Geb. Den Haag 31 januari 1875, overl.
Den Haag 1 oktober 1917. Woonde en werkte aldaar, in Voorburg tot 1907, Den Haag. Ook in België (Brussel) en Parijs. Leerling van de Akademie v. B.K. in Den Haag olv. A.
E. Lacomblé, studeerde ook te Brussel (1896-1897) en te Parijs. Beeldhouwer van figuren ontleend aan het platteland (Veluwe) en het vissersleven (Volendam, Scheveningen), maakte later ook veel monumenten, o.m. het gedenkteken voor de Marissen in Den Haag, het monument voor Thomson en het standbeeld voor Johan de Witt aldaar. Was ook de kunst van het bronsgieten machtig. Behaalde veel onderscheidingen. Was lid van ‘Arti et Amicitiae’ te Amsterdam.AMSTERDAM -Rijksmuseum: borstbeeld Willem Bilderdijk (brons). DORDRECHT -Dordrechts Museum: vrouw met os (brons). -Rijksmuseum Van Bilderbeek-Lamaison: ploegende ossen (brons), DEN HAAG -Gemeentemuseum : de verloren zoon; vrouw met kind op de arm; breistertje; de lijnhalers (alle brons); kop van een vissersmeisje; moeder met twee kinderen (beide gips), LAREN (N.H.) -Singer Museum: schelpenvissers te paard; korenmaaier; korenbindster (alle brons).

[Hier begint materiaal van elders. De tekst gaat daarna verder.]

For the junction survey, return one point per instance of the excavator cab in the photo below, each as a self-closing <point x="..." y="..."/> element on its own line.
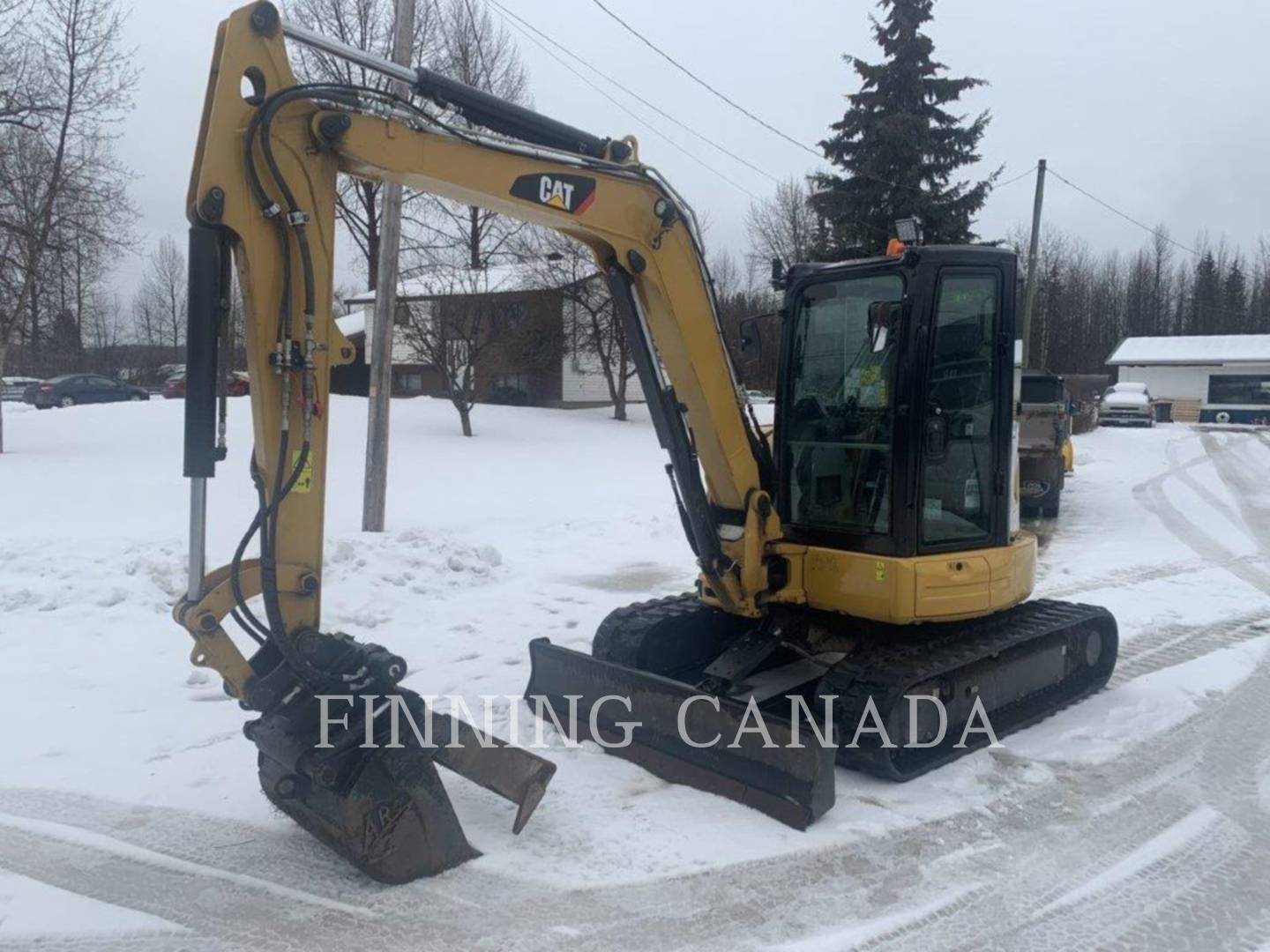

ROTTERDAM -Museum Boymans-van Beuningen: ploegende ossen (brons).
Elsevier XXI, 1901 (P. A. Haaxman jr, bldz. 227-233), LIl, 1916 (Kroniek) en LIV, 1917 (Kroniek).
A. M. Hammacher: ‘Beeldhouwkunst van deze eeuw’, Amsterdam 1933.
Gram 1904; Lurasco; Scheen 1970; Thieme-Becker; Van Hall port.